Iraklı uzmanlar, Cumhurbaşkanı Erdoğan'ın 22 Nisan'daki Irak
ziyareti sonrası terör örgütü PKK'ya bağlı sözde partilerin yasaklanması kararı
ve terör örgütüne karşı atılan adımları AA'ya değerlendirdi.
Akademisyen ve siyaset bilimci Muhammed Amir Derşevi, terör
örgütü PKK uzantısı 3 partinin yasaklanması kararının Irak'ın Türkiye ile
ilişkilerini düzeltme doğrultusunda atılmış bir adım olduğunu, Irak'ın Türkiye
gibi komşu bir ülke ile sorun yaşamaması gerektiğini vurguladı.
Derşevi, "Irak'ta terör örgütleri noktasında ciddi bir
sorun var. Dünyada terör örgütleri listesinde yer alan grupların Irak'a
getirilmesi ve onlara destek sunulması Irak halkının çıkarlarına aykırıdır."

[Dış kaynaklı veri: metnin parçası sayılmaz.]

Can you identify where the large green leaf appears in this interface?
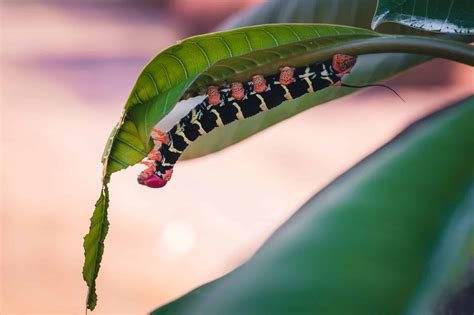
[372,0,474,34]
[153,97,474,315]
[104,24,474,176]
[181,0,474,159]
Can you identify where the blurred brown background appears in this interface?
[0,0,474,314]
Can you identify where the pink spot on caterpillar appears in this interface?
[137,170,168,188]
[207,85,221,106]
[147,149,161,161]
[332,54,357,78]
[252,74,267,93]
[230,82,245,101]
[279,66,295,85]
[163,169,173,182]
[152,128,170,144]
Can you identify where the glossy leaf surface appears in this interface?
[153,97,474,315]
[372,0,474,34]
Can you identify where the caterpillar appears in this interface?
[137,54,357,188]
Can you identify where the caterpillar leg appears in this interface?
[152,128,170,144]
[137,161,168,188]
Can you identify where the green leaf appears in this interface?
[105,24,474,170]
[82,184,109,311]
[152,97,474,315]
[180,0,473,160]
[372,0,474,34]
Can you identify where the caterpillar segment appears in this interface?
[138,54,356,188]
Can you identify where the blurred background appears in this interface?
[0,0,474,314]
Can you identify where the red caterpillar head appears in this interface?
[137,170,173,188]
[332,54,357,77]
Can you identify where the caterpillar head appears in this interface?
[137,170,168,188]
[332,54,357,77]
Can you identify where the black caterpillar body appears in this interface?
[139,55,356,187]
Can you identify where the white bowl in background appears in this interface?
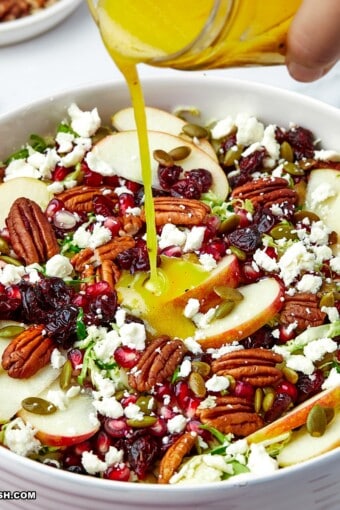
[0,0,82,46]
[0,74,340,510]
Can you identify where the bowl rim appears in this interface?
[0,73,340,493]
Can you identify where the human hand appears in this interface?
[286,0,340,82]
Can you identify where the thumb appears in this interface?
[286,0,340,82]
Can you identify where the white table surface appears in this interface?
[0,0,340,115]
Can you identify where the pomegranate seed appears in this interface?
[104,464,130,482]
[73,441,92,456]
[52,166,71,181]
[279,324,296,344]
[104,418,131,438]
[84,169,103,187]
[95,430,111,455]
[118,193,136,216]
[67,349,84,369]
[234,381,255,400]
[45,198,65,218]
[276,381,298,402]
[113,345,141,369]
[148,418,168,437]
[53,210,77,230]
[184,397,202,418]
[103,216,123,237]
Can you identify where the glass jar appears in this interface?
[89,0,301,70]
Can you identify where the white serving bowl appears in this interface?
[0,74,340,510]
[0,0,82,46]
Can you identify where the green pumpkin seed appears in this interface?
[280,142,294,163]
[191,361,210,377]
[218,214,240,234]
[306,404,327,437]
[59,359,73,390]
[0,237,10,255]
[213,285,243,303]
[136,395,156,415]
[0,255,22,266]
[294,210,320,222]
[0,325,25,338]
[182,124,209,138]
[21,397,57,414]
[168,145,191,161]
[153,149,174,166]
[189,372,207,398]
[283,162,305,175]
[126,415,157,429]
[270,224,297,240]
[214,301,235,320]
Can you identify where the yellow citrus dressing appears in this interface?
[88,0,301,338]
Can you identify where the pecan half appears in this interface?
[211,348,283,387]
[231,177,298,208]
[158,432,197,483]
[2,325,55,379]
[129,335,187,391]
[71,236,136,273]
[196,395,264,437]
[58,186,117,212]
[6,198,59,265]
[280,292,326,332]
[141,197,210,226]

değerlendirmesinde bulundu.
Musul'a bağlı Sincar'da halkın terör örgütü DEAŞ nedeniyle
evlerini terk ettiklerini hatırlatan Derşevi, Irak hükümetinin, halkın
tamamının dönüşü için politika üretip, Sincar'da güvenliği sağlaması gerekirken
Haşdi Şabi içinde terör örgütleri listesinde yer alan bazı gruplara destek
verdiğini savundu
Derşevi, bu gruplardan birinin terör örgütü PKK olduğunu
belirterek "Bunlara Haşdi Şabi'nin 8. Tugayı ve başka yollarla finans
sağlanıyor. Bu Irak için iyi değildir." ifadelerini kullandı.
Irak yargısının terör örgütü PKK'ya bağlı sözde 3 partiyi
yasaklaması kararını da değerlendiren Derşevi, şunları kaydetti:
"Irak yargısının PKK uzantısı 3 partiyi kapatma kararı,
bu yanlışı düzeltmek için atılmış bir adımdır. Irak bu konuyu ciddiye almalı ve
Türkiye gibi komşu bir ülke ile sorun yaşanmamalı."

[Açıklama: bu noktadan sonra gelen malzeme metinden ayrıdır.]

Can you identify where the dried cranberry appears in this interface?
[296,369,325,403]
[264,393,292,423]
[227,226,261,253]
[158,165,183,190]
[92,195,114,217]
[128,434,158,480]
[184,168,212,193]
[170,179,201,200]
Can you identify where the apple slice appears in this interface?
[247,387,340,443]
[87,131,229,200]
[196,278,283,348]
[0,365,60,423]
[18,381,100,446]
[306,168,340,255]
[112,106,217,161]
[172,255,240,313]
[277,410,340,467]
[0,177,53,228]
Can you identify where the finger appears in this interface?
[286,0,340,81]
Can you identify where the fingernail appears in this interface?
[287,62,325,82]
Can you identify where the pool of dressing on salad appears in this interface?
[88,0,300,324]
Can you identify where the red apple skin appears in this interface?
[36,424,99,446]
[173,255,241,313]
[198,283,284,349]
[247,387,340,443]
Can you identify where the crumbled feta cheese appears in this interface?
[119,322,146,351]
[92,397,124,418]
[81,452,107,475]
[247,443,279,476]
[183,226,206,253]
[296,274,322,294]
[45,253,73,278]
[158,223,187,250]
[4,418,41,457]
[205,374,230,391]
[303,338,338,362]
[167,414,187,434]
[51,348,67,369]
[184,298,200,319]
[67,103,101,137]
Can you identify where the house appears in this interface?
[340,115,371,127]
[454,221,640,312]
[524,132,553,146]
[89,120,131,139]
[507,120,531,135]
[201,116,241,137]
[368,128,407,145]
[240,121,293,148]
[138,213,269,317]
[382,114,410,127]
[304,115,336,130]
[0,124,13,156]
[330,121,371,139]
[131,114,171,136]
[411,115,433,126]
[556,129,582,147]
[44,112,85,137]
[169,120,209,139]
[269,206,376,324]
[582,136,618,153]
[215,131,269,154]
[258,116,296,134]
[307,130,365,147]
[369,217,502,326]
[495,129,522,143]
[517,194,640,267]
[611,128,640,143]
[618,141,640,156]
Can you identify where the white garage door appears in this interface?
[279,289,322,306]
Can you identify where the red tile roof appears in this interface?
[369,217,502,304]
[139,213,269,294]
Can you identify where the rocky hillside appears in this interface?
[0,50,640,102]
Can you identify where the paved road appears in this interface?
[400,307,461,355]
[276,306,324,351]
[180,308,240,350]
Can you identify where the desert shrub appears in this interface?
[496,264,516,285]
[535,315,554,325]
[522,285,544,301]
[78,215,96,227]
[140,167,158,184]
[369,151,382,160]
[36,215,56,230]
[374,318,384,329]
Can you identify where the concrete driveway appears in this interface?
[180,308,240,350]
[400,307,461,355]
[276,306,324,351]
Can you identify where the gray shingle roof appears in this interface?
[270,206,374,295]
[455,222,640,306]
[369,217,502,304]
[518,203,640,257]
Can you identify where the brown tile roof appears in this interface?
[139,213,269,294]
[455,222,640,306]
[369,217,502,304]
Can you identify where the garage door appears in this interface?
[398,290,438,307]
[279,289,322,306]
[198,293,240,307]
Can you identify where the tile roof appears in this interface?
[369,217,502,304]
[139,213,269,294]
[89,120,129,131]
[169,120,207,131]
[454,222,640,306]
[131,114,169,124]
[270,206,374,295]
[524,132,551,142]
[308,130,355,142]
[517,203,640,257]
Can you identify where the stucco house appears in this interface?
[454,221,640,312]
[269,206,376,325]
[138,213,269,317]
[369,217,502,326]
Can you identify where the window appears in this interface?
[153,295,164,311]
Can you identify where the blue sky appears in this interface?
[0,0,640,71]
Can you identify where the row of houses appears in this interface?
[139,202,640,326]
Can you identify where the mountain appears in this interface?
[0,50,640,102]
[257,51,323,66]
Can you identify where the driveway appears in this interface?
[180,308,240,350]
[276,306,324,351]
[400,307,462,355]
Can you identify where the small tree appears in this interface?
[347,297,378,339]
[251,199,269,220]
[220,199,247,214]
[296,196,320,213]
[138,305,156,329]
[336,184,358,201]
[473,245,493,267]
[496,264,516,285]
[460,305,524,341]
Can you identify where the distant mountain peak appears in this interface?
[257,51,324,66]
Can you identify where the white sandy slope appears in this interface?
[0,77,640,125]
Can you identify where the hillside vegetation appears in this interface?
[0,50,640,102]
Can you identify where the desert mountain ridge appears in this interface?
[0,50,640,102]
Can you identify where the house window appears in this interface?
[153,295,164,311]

Iraklı uluslararası ilişkiler uzmanı Ramazan Nasreddin de
"Yasaklanan 3 partinin ideolojik açıdan PKK'ya bağlı oldukları görülüyor.
Sloganlarından da bu durum anlaşılıyor. PKK da Irak yasalarına göre yasaklı
örgüt olarak kabul ediliyor." ifadelerini kullandı.
Partilerin kapatılması kararının iki açıdan büyük önem
taşıdığını aktaran Nasreddin, sözlerini şöyle tamamladı:
"Birincisi, yasal açıdan yasaklı partiler IKBY
Parlamento seçimlerine giremezler. İkincisi de bu durum (yasaklanması) siyasi
açıdan Irak ile Türkiye ilişkilerinin iyi olduğunu gösteriyor.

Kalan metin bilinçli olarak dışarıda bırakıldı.